Anoje Chukwuemeka, Agu Kenneth Anene, Oladele Edward A, Badru Titilope, Adedokun Oluwasanmi, Oqua Dorothy, Khamofu Hadiza, Adebayo Olufunso, Torpey Kwasi, Chabikuli Otto Nzapfurundi
FHI 360, Plot 1073 J.S Tarka Street, Area 3 Garki Abuja, Abuja, Nigeria.
Howard University Pharmacists and Continuing Education Center, Abuja, Nigeria.
AIDS Behav. 2017 Feb;21(2):386-392. doi: 10.1007/s10461-016-1473-z.
Medication adherence is a major determinant of antiretroviral treatment (ART) success. Promptness in medication refill pick-ups may give an indication of medication adherence. This study determined medication refill adherence among HIV positive patients on ART and its association with treatment outcomes in HIV treatment centers in Nigeria. This retrospective multi-center cohort study involved a review of ART refill records for 3534 HIV-positive patients aged 18-60 years who initiated first-line ART between January 2008 and December 2009 and were on therapy for ≥18 months after ART initiation. Drug refill records of these patients for 10 consecutive refill visits after ART initiation were analyzed. The first ten consecutive refill appointment-keeping rates after ART initiation ranged from 64.3 % to 76.1 % which decreased with successive visits. Altogether, 743 (21.1 %) patients were deemed adherent, meaning they picked up their drugs within 7 days of the drug refill appointment date on at least nine out of ten refill visits. The adherent group of patients had a mean CD4 cells increase of 206 ± 6.1 cells/dl after 12 months of ART compared to 186 ± 7.1 cells/dl reported among the nonadherent group (p = 0.0145). The proportion of patients in the adherent category who showed no OIs after 12 months on ART (81 %) was significantly higher when compared to the proportion in the non-adherent category (23.5 %), (p = 0.008). The multivariate analysis showed that the odds of being adherent was 2-3 times more in patients who had a baseline CD4 count of less than 200 cells/dl compared to those with a baseline CD4 of >350 cells/dl. (AOR 2.43, 95 % CI 1.62-3.66). In addition, for patients with baseline CD4 cell count of 201-350 cells/dl, the odds of being adherent was found to be 1.9 compared to those with baseline CD4 of greater than 350 cells/dl (AOR 1.93, 95 % CI 1.27-2.94). Pharmacy refill data can serve as an adherence measure. Adherence to on-time drug pickup on ≥90 % of refill appointments was associated with a better CD4 count response and a reduction in the presence of opportunistic infections in ART patients after 12 months of treatment.

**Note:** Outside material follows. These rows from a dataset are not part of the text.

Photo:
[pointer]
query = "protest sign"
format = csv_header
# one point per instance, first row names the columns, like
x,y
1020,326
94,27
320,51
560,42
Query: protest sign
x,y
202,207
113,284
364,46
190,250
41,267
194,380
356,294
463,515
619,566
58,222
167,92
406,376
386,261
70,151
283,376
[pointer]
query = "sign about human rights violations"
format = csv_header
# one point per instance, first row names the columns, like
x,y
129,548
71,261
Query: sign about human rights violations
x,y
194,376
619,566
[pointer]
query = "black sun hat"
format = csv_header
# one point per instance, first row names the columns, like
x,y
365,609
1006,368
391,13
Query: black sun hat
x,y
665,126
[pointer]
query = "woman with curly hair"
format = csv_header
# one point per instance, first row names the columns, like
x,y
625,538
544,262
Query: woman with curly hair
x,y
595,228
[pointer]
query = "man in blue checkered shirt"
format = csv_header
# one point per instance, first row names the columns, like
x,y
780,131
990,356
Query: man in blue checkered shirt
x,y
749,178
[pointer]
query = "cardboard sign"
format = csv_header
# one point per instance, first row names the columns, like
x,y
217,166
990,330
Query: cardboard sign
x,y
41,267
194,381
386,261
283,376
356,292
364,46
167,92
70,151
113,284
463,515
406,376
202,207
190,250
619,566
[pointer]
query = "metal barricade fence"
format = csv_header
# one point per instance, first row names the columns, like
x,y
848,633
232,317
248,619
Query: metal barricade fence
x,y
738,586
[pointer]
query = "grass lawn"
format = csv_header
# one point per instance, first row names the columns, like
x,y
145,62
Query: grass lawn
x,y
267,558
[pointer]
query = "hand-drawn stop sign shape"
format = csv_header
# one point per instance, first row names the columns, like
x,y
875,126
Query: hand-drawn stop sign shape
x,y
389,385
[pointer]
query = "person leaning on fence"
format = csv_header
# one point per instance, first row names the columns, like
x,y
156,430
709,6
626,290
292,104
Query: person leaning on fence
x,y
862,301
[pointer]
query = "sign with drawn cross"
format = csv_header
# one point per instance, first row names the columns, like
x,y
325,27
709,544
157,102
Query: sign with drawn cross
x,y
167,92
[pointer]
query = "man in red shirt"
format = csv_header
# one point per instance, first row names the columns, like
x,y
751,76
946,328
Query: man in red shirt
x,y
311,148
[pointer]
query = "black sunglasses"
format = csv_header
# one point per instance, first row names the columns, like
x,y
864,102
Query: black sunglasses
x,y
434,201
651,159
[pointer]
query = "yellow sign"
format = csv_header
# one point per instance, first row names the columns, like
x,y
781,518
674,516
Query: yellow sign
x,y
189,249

药物依从性是抗逆转录病毒治疗(ART)成功的主要决定因素。按时取药可能表明药物依从性情况。本研究确定了尼日利亚HIV治疗中心接受ART治疗的HIV阳性患者的药物续方依从性及其与治疗结果的关联。这项回顾性多中心队列研究包括对3534例年龄在18至60岁之间的HIV阳性患者的ART续方记录进行审查,这些患者于2008年1月至2009年12月开始接受一线ART治疗,且在ART开始后接受治疗≥18个月。对这些患者ART开始后连续10次续方就诊的药物续方记录进行了分析。ART开始后前10次连续的预约取药率在64.3%至76.1%之间,且随后续就诊次数而降低。共有743例(21.1%)患者被视为依从,即他们在至少十次续方就诊中的九次在药物续方预约日期的7天内取药。与非依从组报告的186±7.1个细胞/微升相比,依从组患者在接受ART治疗12个月后平均CD4细胞增加了206±6.1个细胞/微升(p = 0.0145)。在接受ART治疗12个月后无机会性感染的依从组患者比例(81%)显著高于非依从组(23.5%)(p = 0.008)。多变量分析显示,与基线CD4计数>350个细胞/微升的患者相比,基线CD4计数低于200个细胞/微升的患者依从的几率高出2至3倍(调整后比值比2.43,95%置信区间1.62 - 3.66)。此外,对于基线CD4细胞计数为201 - 350个细胞/微升的患者,与基线CD4大于350个细胞/微升的患者相比,依从的几率为1.9(调整后比值比1.93,95%置信区间1.27 - 2.94)。药房续方数据可作为一种依从性衡量指标。在12个月的治疗后,在≥90%的续方预约中按时取药与更好的CD4计数反应以及ART患者中机会性感染的减少相关。